El joven balbució, turbado:
—Pero… señora… tal vez yo podría… aliviarla…
Ella respondió con voz rota:
—Sí, si quiere. Me haría un gran favor. No aguanto más, no puedo más.
Él se arrodilló delante de ella; y ella se inclinó hacia él llevando hacia su boca, con gesto de nodriza, el botón oscuro de su pecho. Al cogerlo ella con ambas manos para acercarlo al joven, apareció una gota de leche en la punta. Y él se la bebió con avidez, cogiendo como si fuera una fruta aquella pesada mama entre sus labios. Y se puso a succionar golosa y regularmente.
Había rodeado con los brazos la cintura de la mujer y la estrechaba para acercarla a sí; y bebía a tragos lentos con un movimiento del cuello parecido al de los niños.
De repente ella dijo:
—Basta con ésta, ahora coja la otra.
Él, dócil, cogió la otra.
La mujer había posado sus manos sobre la espalda del joven y ahora respiraba con fuerza, feliz, saboreando el efluvio de las flores mezclado con las ráfagas de aire que la marcha del tren lanzaba dentro de los vagones.
Ella dijo:
—¡Qué bien huele por estos lugares!
Él no respondió, seguía bebiendo de esa fuente de carne, y cerrando los ojos como para saborear mejor.

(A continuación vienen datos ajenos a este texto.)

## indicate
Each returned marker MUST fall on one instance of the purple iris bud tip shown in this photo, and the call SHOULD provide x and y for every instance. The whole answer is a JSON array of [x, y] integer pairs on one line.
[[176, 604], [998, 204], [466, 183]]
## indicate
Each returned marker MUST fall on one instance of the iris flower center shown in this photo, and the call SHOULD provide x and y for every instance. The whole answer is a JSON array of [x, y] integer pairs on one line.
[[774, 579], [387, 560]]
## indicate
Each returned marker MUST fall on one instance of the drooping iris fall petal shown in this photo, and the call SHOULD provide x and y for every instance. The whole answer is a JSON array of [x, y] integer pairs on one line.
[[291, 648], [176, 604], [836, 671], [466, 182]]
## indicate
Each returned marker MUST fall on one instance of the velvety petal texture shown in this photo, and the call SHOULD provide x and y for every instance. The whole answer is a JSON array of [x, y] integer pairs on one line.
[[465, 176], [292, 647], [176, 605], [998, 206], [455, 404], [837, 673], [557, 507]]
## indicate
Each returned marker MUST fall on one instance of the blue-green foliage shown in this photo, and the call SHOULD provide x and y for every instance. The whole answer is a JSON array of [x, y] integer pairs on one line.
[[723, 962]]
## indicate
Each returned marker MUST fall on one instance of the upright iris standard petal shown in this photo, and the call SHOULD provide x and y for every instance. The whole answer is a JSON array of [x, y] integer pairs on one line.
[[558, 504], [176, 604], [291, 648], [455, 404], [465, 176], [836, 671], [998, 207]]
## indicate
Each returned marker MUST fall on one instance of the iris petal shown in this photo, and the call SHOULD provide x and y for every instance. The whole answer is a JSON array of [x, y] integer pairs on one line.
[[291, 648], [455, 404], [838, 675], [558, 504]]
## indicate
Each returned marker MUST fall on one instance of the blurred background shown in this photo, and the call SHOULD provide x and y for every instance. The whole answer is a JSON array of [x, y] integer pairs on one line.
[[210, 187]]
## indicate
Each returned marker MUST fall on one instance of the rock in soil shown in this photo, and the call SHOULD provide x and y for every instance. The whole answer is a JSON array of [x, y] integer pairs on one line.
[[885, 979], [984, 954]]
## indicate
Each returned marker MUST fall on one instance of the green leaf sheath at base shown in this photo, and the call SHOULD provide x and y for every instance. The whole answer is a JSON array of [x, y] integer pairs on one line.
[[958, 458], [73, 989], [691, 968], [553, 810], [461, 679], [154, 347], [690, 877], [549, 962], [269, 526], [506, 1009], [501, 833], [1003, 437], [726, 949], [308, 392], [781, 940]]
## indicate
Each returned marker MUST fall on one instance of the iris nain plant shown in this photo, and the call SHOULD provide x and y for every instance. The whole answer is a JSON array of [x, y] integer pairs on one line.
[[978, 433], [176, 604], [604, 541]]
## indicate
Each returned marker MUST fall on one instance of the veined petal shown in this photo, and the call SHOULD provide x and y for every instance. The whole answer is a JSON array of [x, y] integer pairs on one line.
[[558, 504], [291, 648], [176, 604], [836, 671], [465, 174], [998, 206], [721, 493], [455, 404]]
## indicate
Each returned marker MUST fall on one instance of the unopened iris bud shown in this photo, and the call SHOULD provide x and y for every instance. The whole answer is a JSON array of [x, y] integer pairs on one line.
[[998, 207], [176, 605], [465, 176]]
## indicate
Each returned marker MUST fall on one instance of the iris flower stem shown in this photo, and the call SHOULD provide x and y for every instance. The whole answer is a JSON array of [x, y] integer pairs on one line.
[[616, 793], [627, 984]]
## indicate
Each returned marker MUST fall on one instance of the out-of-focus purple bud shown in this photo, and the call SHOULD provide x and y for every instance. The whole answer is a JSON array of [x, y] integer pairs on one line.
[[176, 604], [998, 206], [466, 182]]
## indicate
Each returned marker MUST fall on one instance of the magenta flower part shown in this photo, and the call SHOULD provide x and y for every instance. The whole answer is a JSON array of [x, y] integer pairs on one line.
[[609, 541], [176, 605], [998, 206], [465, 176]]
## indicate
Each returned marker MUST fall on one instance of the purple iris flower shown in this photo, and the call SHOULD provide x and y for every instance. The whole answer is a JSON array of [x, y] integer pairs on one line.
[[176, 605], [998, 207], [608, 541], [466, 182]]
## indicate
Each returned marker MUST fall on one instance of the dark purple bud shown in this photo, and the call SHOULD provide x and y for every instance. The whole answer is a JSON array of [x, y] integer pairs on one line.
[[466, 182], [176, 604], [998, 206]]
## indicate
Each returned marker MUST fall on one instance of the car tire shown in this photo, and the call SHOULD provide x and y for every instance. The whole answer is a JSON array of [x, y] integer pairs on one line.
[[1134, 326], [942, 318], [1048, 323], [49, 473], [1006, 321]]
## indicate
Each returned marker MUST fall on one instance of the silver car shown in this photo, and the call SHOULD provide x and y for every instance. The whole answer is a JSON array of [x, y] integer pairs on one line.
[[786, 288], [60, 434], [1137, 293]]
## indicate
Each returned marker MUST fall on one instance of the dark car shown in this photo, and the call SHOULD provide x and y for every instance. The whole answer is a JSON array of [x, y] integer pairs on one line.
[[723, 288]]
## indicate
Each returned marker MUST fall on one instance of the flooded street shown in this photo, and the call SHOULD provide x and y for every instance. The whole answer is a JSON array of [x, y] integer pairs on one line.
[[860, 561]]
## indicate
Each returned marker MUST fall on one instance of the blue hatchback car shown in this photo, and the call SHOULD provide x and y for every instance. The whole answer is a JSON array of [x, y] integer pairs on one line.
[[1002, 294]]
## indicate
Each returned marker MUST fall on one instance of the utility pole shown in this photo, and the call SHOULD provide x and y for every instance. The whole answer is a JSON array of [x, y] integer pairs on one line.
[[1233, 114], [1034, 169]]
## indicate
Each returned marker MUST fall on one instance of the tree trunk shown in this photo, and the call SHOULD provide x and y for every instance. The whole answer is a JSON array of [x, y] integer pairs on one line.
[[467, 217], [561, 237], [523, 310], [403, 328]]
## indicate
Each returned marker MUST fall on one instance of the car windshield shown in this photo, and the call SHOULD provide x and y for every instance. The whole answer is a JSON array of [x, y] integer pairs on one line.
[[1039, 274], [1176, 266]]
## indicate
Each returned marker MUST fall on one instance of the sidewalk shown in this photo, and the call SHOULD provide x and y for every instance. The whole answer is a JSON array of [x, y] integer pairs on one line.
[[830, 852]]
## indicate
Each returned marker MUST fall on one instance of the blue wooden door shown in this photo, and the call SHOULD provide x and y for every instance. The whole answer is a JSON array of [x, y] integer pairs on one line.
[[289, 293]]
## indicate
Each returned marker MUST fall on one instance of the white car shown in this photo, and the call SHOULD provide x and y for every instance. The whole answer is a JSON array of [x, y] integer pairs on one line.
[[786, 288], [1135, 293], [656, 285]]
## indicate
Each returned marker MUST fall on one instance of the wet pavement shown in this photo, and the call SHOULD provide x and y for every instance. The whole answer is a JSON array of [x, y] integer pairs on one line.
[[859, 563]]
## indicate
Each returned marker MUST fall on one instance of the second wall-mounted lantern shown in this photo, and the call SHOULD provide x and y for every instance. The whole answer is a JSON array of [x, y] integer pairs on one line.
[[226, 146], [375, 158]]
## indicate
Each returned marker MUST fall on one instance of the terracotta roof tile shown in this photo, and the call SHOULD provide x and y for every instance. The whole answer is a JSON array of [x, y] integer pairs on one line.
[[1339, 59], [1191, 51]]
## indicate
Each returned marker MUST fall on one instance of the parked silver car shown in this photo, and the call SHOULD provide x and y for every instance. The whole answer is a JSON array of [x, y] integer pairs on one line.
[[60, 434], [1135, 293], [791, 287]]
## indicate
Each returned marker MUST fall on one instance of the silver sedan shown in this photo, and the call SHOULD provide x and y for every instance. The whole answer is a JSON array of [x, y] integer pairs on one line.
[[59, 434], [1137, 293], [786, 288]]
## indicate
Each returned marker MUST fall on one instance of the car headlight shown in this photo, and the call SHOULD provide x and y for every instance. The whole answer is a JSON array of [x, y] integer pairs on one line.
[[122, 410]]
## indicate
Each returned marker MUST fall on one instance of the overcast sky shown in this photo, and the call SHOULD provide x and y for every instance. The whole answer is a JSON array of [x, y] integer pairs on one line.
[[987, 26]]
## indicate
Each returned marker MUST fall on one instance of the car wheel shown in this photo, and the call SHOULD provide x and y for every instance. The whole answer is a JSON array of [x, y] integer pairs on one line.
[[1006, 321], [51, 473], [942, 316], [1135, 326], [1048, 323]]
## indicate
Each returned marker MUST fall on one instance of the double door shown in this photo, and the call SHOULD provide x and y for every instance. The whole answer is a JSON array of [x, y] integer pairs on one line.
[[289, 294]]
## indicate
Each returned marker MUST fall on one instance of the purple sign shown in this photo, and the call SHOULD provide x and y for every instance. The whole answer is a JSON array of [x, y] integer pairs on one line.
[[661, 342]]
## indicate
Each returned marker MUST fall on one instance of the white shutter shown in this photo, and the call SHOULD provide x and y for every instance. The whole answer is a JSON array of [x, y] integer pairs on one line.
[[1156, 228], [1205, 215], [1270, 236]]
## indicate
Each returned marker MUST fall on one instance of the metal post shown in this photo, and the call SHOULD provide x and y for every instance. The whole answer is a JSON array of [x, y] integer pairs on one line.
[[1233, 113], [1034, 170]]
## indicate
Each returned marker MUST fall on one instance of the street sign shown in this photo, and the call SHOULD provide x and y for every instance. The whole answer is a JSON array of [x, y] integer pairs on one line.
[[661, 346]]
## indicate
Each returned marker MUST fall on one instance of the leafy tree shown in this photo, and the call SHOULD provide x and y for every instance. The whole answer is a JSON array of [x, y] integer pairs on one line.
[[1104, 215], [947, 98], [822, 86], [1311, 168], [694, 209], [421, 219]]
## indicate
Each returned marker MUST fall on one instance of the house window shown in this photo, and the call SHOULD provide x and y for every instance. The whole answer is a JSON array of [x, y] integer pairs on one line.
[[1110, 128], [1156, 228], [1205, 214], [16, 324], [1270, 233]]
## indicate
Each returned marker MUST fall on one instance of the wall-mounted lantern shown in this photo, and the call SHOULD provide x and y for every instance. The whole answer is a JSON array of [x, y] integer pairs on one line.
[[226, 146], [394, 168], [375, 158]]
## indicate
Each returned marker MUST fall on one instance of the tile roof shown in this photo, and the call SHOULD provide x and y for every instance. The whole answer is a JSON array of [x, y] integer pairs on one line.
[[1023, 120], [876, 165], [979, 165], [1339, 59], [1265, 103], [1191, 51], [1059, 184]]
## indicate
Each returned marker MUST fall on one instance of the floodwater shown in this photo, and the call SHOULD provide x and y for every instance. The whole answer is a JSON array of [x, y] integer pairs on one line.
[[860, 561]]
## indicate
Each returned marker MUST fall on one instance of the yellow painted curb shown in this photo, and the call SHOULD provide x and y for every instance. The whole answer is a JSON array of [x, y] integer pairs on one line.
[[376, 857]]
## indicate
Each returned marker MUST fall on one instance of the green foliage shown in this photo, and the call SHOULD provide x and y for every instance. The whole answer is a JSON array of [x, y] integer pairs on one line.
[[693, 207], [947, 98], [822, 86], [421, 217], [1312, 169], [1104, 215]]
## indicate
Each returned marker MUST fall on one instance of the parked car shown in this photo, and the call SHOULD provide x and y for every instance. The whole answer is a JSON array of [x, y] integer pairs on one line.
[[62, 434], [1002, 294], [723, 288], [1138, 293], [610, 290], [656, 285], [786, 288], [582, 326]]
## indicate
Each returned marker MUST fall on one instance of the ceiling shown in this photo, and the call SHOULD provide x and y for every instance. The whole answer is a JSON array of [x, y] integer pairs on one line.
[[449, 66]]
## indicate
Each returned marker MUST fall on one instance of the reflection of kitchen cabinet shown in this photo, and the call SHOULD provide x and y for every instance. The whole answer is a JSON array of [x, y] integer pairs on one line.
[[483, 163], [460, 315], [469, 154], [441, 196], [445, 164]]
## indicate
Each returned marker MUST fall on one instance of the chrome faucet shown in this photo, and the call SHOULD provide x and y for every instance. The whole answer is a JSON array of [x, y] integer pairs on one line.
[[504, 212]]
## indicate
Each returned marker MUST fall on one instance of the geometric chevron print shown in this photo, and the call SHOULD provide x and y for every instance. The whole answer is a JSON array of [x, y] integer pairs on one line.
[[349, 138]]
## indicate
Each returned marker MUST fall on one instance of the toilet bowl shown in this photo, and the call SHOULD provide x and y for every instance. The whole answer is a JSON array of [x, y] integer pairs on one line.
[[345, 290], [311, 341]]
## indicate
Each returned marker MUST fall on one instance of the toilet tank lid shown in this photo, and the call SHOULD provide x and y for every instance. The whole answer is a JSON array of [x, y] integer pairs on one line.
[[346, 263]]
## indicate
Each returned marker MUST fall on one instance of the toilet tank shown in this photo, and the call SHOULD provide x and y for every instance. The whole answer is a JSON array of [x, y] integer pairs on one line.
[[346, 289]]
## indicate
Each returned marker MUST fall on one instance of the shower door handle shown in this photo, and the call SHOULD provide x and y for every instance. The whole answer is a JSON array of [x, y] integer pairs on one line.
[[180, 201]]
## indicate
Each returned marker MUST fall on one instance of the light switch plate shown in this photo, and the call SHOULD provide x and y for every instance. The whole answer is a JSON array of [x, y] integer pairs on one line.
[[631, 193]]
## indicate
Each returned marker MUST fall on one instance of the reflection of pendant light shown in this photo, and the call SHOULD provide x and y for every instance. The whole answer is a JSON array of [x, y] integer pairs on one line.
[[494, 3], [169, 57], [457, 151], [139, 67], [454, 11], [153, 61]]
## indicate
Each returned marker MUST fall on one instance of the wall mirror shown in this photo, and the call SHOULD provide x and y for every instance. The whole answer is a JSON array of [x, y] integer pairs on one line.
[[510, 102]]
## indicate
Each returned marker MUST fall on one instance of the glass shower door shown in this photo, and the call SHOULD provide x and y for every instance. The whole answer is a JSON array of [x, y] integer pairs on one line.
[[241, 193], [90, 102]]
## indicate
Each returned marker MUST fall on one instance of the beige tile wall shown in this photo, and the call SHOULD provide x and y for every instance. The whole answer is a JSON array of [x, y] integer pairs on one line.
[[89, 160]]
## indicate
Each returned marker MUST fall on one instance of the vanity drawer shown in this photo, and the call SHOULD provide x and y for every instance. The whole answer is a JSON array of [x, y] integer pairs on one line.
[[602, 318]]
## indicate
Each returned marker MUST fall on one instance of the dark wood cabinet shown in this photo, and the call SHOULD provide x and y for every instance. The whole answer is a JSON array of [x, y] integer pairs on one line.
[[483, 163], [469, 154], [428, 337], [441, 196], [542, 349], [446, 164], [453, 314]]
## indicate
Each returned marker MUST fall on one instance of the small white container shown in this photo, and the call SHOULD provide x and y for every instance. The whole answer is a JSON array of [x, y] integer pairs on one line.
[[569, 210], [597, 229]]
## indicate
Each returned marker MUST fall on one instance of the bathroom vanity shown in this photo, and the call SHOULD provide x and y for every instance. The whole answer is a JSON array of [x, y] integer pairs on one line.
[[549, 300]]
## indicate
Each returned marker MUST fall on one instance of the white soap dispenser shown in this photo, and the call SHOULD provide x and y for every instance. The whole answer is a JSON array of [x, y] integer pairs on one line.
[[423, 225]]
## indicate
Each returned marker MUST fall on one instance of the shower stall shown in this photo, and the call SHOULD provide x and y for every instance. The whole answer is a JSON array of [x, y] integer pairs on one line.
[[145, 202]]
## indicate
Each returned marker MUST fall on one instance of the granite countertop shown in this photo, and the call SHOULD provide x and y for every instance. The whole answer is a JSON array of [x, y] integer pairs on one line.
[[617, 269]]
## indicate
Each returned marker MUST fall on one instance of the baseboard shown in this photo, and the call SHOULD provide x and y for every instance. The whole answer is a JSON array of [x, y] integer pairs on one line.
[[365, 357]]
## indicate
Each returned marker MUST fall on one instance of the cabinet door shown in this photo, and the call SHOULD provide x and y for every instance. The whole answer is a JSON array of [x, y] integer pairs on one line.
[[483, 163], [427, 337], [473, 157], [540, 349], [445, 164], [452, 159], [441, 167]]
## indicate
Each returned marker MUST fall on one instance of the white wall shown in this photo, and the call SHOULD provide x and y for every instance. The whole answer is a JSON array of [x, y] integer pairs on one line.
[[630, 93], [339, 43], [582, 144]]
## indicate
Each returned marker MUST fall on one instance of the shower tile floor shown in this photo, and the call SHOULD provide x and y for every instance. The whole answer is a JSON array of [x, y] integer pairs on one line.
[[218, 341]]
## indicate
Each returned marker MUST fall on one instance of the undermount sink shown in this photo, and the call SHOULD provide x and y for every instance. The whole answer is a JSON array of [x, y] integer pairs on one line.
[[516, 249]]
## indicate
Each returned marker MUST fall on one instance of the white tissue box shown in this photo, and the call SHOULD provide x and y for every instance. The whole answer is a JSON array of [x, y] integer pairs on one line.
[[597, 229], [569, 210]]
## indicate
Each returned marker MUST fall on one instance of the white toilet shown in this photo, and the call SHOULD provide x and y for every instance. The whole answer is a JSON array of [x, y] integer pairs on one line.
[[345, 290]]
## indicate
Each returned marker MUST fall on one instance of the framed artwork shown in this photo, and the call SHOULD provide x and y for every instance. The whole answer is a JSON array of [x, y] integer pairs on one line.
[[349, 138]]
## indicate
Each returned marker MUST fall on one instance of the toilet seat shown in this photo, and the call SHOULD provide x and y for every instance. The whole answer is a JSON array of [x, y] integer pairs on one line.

Ella le apartó suavemente:
—Ya es suficiente. Me siento mejor. Me ha devuelto la vida.
Él se había incorporado, secándose la boca con el dorso de la mano.
Ella le dijo, mientras hacía entrar de nuevo en su vestido aquellos dos odres vivientes que hinchaban su pecho:
—Me ha hecho usted un favor impagable. Muchas gracias, señor.
Y él respondió con un tono de agradecimiento:
—¡Soy yo quien debo agradecérselo, pues llevaba dos días sin comer nada!